2016 was a tumultuous business year on many fronts, but not all of the shake-ups were negative ones – notably, pressure continued to be exerted from all directions on hiring committees and equal pay policies, helping to ensure that the slow but steady progress we’ve made towards workplace gender equality in recent years continued moving in the right direction. In particular, it was a good year for women-led startups, which claimed a larger market share than ever before.
Despite this, one thing that didn’t really change much (and hasn’t for decades) was the gender makeup of large corporations at executive and board level. A study co-authored by UK management consultancy firm Elixirr and the international Women In Retail group questioned 70 senior executives (male and female) from 44 top British companies about the current state of play in the nation’s boardrooms, and the responses came down overwhelmingly in support of the case for increased female representation. However, they also overwhelmingly suggested that not enough is currently being done to secure it.
You’ll be unsurprised to hear that this problem is far from exclusive to UK businesses; in fact, research into the executive level makeup of some of the largest and most profitable US companies was recently compiled into a revealing new set of infographics, showing the shocking extent of gender imbalance at the top end of the most recent Fortune 500 list. For many huge corporations like WalMart, Apple and Exxon-Mobil, women typically represented less than 20% of the directorship, and in some cases less than 10%.
This unfortunate trend is echoed in most nations around the globe, too: Canadian women currently remain significantly underrepresented at executive level, while in Australia there has been little progress made in terms of levelling out male and female pay rates in nearly 20 years, and in China the gap has recently been shown to be widening. What really compounds these statistics is the fact that, in most developed Western nations, women continue to graduate at a significantly higher rate than their male peers (currently at a ratio of 3:2 in the US), before typically going on to earn around 75% of male salaries by average.
Even more damning is the fact that pretty much everyone appears to view this situation as disadvantageous to successful business. The aforementioned Elixirr/Women In Retail study reported universal support for the idea that fully implementing gender diversity at boardroom level would improve operations and relationships with customers. Indeed, a key driver of that research project was to examine whether gender imbalance at the upper echelons might have contributed to the demise of major brands like BHS and Austin Reed, whose directorships were reckoned by many to have lost touch with their modern, predominantly female customer bases in recent years. (This chimes with a widely circulated 2016 feature in Computer Weekly magazine, which noted in its report on gender bias in tech industries that diversity “drives greater success than individual ability does: according to McKinsey research from last year, companies that are more gender diverse are 15% more likely to outperform others.”)

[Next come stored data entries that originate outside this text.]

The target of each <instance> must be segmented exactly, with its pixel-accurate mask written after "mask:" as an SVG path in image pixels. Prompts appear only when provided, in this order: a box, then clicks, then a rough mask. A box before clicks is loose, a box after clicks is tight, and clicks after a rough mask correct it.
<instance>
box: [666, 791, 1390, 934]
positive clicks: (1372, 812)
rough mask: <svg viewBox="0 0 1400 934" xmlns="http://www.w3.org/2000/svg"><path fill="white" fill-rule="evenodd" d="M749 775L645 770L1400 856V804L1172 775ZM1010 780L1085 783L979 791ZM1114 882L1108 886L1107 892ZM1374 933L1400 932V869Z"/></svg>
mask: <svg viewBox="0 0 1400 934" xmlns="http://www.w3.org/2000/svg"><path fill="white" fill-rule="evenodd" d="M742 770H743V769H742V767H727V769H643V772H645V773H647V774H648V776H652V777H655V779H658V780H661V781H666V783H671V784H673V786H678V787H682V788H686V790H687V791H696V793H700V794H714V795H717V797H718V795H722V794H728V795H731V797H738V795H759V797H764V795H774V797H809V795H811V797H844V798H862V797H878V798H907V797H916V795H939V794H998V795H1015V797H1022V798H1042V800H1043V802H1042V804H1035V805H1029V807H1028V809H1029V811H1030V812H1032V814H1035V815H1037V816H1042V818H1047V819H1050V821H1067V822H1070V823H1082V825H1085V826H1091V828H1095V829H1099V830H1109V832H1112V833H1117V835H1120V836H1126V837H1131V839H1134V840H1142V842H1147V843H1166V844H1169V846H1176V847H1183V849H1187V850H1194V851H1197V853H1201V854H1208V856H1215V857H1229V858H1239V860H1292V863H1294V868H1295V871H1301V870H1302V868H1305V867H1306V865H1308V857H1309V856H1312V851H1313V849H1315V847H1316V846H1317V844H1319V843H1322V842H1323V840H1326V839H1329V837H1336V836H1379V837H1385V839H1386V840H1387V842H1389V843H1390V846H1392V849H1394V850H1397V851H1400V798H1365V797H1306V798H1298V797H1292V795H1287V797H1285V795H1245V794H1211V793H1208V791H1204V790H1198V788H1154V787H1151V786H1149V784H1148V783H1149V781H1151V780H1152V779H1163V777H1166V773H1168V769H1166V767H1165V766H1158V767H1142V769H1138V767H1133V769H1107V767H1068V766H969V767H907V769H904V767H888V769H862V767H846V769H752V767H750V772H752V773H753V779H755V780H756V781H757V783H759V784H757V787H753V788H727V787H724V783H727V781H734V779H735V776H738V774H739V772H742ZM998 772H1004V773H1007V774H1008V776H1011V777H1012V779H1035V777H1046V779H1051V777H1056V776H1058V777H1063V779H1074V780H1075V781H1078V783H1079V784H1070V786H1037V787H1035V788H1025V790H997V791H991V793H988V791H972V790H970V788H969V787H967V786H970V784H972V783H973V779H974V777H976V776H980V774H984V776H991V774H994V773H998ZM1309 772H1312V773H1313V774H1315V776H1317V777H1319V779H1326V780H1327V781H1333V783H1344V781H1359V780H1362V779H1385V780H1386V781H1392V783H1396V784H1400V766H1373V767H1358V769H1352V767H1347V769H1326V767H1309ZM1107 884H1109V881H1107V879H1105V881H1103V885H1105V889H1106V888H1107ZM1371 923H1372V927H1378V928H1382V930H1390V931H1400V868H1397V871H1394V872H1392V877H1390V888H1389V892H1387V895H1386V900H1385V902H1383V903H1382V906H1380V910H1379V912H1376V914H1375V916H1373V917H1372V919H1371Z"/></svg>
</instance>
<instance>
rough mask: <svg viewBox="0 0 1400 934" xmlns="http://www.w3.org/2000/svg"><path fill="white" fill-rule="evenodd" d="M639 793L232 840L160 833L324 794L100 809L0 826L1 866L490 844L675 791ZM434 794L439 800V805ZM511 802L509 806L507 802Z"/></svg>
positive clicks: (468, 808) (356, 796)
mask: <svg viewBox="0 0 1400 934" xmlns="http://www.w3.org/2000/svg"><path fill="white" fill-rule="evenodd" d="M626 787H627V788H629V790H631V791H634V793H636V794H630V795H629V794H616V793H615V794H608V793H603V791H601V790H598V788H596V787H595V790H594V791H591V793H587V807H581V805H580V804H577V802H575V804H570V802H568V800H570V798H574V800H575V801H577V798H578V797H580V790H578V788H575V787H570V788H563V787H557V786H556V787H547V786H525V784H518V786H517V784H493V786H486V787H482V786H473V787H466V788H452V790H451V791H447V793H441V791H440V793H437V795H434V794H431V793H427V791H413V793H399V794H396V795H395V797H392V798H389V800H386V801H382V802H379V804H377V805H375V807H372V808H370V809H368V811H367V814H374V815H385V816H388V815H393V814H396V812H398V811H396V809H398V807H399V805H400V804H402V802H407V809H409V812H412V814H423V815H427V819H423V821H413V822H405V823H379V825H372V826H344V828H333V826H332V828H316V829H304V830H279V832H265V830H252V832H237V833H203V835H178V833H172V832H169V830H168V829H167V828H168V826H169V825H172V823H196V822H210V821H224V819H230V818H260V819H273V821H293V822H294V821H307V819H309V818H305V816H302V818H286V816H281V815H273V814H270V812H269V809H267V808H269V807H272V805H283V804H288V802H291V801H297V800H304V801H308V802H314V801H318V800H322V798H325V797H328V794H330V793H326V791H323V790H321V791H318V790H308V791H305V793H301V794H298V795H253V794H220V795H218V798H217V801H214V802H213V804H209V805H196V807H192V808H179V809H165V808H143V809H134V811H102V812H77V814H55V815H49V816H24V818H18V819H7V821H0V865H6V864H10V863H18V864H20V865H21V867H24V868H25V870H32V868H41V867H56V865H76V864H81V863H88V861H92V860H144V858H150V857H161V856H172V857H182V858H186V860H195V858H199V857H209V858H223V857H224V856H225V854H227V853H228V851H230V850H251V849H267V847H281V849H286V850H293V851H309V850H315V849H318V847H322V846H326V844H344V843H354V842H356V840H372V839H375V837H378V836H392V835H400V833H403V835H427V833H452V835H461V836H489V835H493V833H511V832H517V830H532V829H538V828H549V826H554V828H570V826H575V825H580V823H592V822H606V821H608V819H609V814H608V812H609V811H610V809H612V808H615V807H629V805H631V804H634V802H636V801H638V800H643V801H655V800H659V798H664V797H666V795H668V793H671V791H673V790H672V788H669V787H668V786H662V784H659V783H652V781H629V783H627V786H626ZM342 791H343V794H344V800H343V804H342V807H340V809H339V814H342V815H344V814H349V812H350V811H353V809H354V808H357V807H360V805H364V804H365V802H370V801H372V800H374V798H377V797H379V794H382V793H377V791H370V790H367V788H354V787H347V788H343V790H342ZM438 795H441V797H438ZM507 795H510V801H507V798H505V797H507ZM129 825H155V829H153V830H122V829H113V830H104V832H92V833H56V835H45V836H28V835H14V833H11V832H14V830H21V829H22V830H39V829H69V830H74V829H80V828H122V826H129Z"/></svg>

So will 2017 finally be the year that lessons are learned with regards to gender balance at executive and director level? The answer, of course, depends very much on how optimistic your outlook is. On the one hand, the status quo has prevailed for years despite significant progress in addressing gender issues further down the chain of command. On the other, the pressure is certainly mounting to the point where it’s actually landing directly with governments now – already this year we’ve seen UK Prime Minister Theresa May come under fire from lobbyists with regards to the gender gap at the highest levels of our civil service, and the ongoing furore around a rejected gender equality bill for directorships of Swedish businesses shows few signs of going away quietly.
Perhaps the most telling factor, though, will be a subtle but important shift in customer expectations that many companies have noted in recent years. It’s been widely reported across numerous industries that, in this age of online commerce and increasingly digitised/automated customer service, end users are placing more and more value on well-implemented support, problem-solving and detail-oriented roles within the business-customer relationship; skills that, broadly speaking, are still predominantly seen as being better delivered by women then men.
Along with the way those same technologies are rapidly reshaping our understanding of an ‘ideal’ workday structure – an ongoing development which also bodes extremely well for women, particularly where issues of maternity and childcare have historically been cited as a disadvantage – it would seem that there are indeed grounds for genuine optimism moving forward.